Knelpunten die mensen met dementie aangeven zijn:
- Het aanbod van de activiteiten dagopvang past niet bij de behoefte;
- Paternalistische bejegening door vrijwilligers op de dagopvang;
- Het ontbreken van overzicht over of geheugensteun bij gemaakte afspraken;
- Te weinig uren huishoudelijke zorg voor een persoon met dementie die alleen thuis woont.
4. Opname komt in zicht
Wanneer het functioneren thuis steeds moeilijker wordt, komt opname in zicht. Het belangrijkste knelpunt dat mantelzorgers hierbij ervaren is om te bepalen wanneer het thuis niet meer gaat. Een paar mantelzorgers geven aan zich (nog steeds) schuldig te voelen dat de persoon met dementie niet ingelicht wordt over dat besluit en voorbereid op de opname. Een ander knelpunt is onduidelijkheid over de stappen in het proces. Een dochter, die onbekend is met de zorg, vraagt zich bijvoorbeeld af of er een protocol voor is. Nog een knelpunt is de onduidelijkheid over hoe de begeleiding zal zijn als de persoon met dementie eenmaal opgenomen is. De persoon met dementie zelf ervaart vooral onzekerheid en onduidelijkheid: wat kan er nog als ik ‘daar’ zit? Word ik opgesloten? In hoeverre kan ik mijn persoonlijke levensstijl, hobby’s en contacten behouden?
5. Intramurale zorg
Mantelzorgers waarbij de partner of ouder is opgenomen (geweest), geven aan dat er meer informatie nodig is over de mogelijkheden in de instelling. Een deelnemer beschreef bijvoorbeeld dat specifieke GGZ-expertise over depressie, suïcidaal en agressief gedrag niet aanwezig was. Hierdoor was tijdelijke overplaatsing nodig. Een knelpunt is ook de (emotionele) begeleiding van de mantelzorger door professionals die intramuraal werken.

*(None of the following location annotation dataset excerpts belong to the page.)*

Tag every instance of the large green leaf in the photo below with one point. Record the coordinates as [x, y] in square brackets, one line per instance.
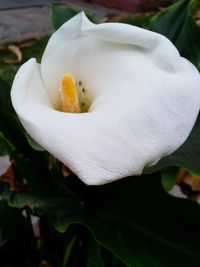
[136, 220]
[27, 168]
[177, 23]
[62, 13]
[187, 156]
[17, 242]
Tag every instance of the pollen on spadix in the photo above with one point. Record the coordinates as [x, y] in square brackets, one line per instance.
[69, 95]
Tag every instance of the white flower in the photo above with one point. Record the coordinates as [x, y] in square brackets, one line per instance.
[140, 98]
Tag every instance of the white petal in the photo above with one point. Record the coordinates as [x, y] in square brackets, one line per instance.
[4, 164]
[144, 99]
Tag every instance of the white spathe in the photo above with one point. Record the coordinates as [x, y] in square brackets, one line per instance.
[144, 99]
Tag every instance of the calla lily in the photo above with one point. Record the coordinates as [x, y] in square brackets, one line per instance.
[135, 98]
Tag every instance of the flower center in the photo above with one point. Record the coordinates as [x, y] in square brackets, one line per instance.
[69, 95]
[74, 96]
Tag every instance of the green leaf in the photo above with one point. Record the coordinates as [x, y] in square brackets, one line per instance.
[187, 156]
[139, 21]
[144, 226]
[5, 100]
[7, 215]
[62, 13]
[177, 23]
[34, 144]
[169, 177]
[94, 254]
[25, 166]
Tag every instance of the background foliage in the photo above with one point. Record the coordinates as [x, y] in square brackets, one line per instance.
[132, 222]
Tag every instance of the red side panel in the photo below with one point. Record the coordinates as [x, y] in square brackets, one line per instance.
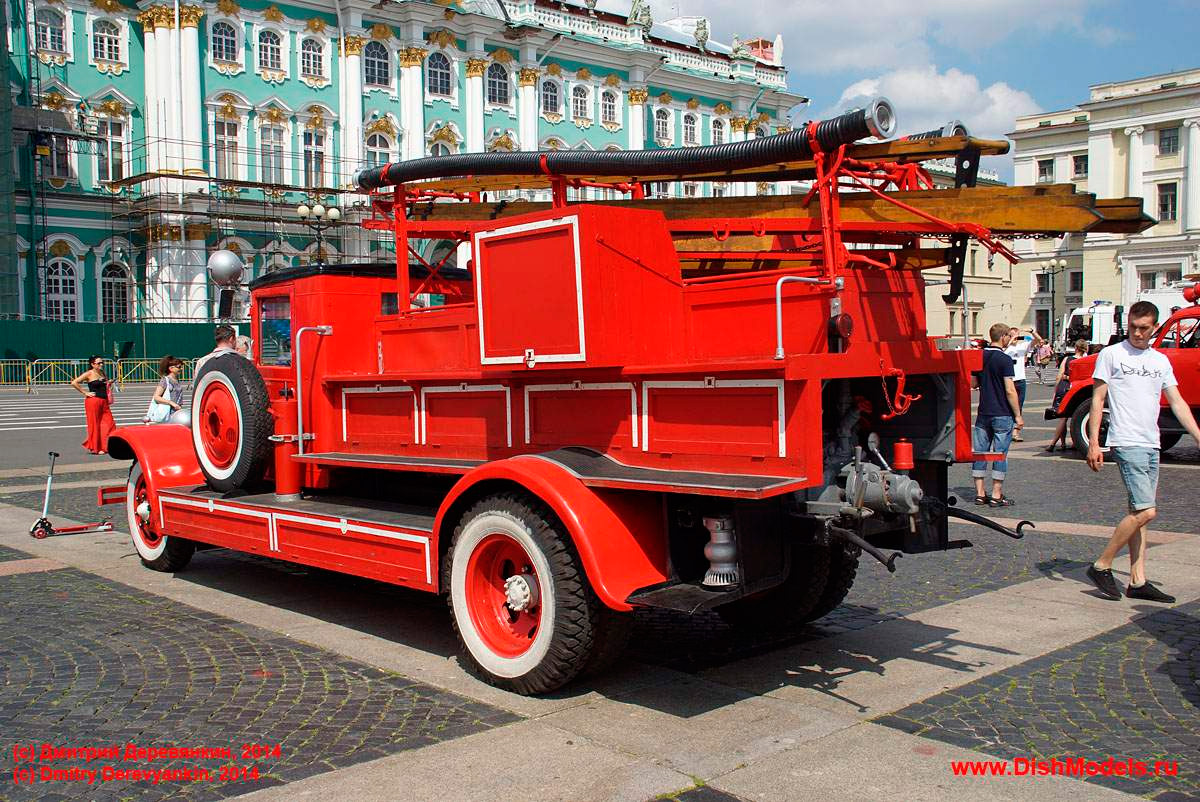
[472, 419]
[720, 420]
[597, 417]
[509, 265]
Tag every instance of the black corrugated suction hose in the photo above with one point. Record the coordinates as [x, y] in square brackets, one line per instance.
[876, 120]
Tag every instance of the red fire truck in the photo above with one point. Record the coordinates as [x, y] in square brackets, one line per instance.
[593, 406]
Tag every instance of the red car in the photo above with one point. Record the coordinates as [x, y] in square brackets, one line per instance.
[1179, 337]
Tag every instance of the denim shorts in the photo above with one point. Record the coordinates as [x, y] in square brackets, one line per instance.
[991, 435]
[1139, 471]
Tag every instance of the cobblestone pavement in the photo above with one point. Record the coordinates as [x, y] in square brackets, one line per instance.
[88, 662]
[1131, 693]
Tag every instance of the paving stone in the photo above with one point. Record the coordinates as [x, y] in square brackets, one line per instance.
[112, 664]
[1129, 693]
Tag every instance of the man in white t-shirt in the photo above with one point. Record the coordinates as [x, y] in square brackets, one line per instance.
[1132, 376]
[1019, 351]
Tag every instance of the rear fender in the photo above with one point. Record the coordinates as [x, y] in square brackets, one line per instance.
[619, 534]
[165, 452]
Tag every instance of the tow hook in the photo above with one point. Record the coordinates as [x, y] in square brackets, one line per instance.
[852, 537]
[975, 518]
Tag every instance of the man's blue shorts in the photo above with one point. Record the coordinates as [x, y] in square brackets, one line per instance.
[1139, 471]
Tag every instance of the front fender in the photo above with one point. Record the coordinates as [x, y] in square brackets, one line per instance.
[621, 536]
[165, 452]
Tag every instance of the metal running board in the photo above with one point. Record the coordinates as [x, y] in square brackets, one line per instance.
[391, 461]
[597, 470]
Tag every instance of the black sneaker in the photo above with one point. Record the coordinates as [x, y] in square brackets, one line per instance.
[1104, 581]
[1147, 592]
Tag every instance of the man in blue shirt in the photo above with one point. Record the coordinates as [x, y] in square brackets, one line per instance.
[999, 416]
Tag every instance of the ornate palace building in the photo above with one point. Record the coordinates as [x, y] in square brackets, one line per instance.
[147, 137]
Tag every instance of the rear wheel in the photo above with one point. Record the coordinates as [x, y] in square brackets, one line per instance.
[789, 605]
[526, 617]
[157, 551]
[1079, 423]
[231, 423]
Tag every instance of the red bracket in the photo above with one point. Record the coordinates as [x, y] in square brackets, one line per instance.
[899, 404]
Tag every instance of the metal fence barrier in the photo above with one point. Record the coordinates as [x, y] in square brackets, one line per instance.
[49, 372]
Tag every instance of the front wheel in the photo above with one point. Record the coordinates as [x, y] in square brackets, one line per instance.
[526, 617]
[159, 551]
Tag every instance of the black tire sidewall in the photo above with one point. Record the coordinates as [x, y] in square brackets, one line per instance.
[246, 385]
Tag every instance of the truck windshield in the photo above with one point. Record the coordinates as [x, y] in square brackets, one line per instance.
[275, 330]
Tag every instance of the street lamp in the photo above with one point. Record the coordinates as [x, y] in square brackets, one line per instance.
[1054, 268]
[318, 219]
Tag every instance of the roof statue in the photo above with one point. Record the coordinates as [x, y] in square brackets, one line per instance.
[640, 16]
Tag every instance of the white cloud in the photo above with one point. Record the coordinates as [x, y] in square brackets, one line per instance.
[823, 36]
[925, 99]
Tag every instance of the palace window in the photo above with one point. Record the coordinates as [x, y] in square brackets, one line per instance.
[580, 102]
[549, 97]
[1168, 142]
[313, 159]
[1168, 202]
[59, 162]
[225, 42]
[61, 293]
[312, 59]
[663, 125]
[51, 30]
[378, 150]
[106, 41]
[376, 65]
[270, 138]
[111, 153]
[498, 93]
[226, 138]
[1045, 171]
[609, 107]
[718, 132]
[114, 294]
[438, 75]
[270, 51]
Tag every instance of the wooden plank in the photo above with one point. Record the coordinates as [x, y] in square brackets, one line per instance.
[1005, 210]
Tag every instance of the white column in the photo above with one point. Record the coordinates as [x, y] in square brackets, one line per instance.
[738, 133]
[150, 106]
[1192, 177]
[527, 108]
[1133, 175]
[192, 124]
[352, 109]
[412, 101]
[475, 67]
[637, 96]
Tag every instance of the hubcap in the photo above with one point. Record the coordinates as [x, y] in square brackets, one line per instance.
[503, 596]
[219, 425]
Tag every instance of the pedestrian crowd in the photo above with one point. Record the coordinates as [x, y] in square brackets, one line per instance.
[1128, 377]
[99, 389]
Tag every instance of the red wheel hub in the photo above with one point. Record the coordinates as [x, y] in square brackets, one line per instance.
[144, 528]
[501, 578]
[219, 424]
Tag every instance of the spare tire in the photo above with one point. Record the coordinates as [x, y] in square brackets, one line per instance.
[231, 423]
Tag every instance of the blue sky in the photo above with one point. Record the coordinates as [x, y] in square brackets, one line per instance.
[983, 61]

6. Nazorg voor de mantelzorger
In het kader van nazorg na overlijden is bij mantelzorgers vooral behoefte aan aandacht van de huisarts voor hun klachten, zoals slapeloosheid en vermoeidheid.
Discussie
De opzet van ‘een klantreis’ is een tijdsintensief proces, maar maakt het tegelijk mogelijk om de perspectieven van direct betrokkenen te gebruiken voor verbeteringen en aanpassingen in de ketenzorg. Deze methodiek maakt zichtbaar wat mensen met dementie ervaren gedurende de ‘reis’ en dat geldt ook voor mantelzorgers. Doordat mensen reflecteren op toekomst of terugkijken naar eerdere ervaringen worden processen van zorg zichtbaar.
Uit de gesprekken komen drie belangrijke behoeften naar voren: eigen regie kunnen voeren; praktische steun en emotionele steun. Deelnemers geven ook suggesties ter verbetering (zie tabel 2). De resultaten van dit kwalitatieve onderzoek zijn in drie workshops besproken met professionals binnen de ketenzorg voor mensen met dementie. In de workshops geven professionals aan veel van de knelpunten te herkennen. Naar verwachting zullen de resultaten van het vervolg van dit onderzoek verwerkt worden in een aantal concrete verbeterpunten, zoals een ‘routekaart’ voor professionals en cliënten die kunnen bijdragen aan overzicht en eigen regie van cliënten.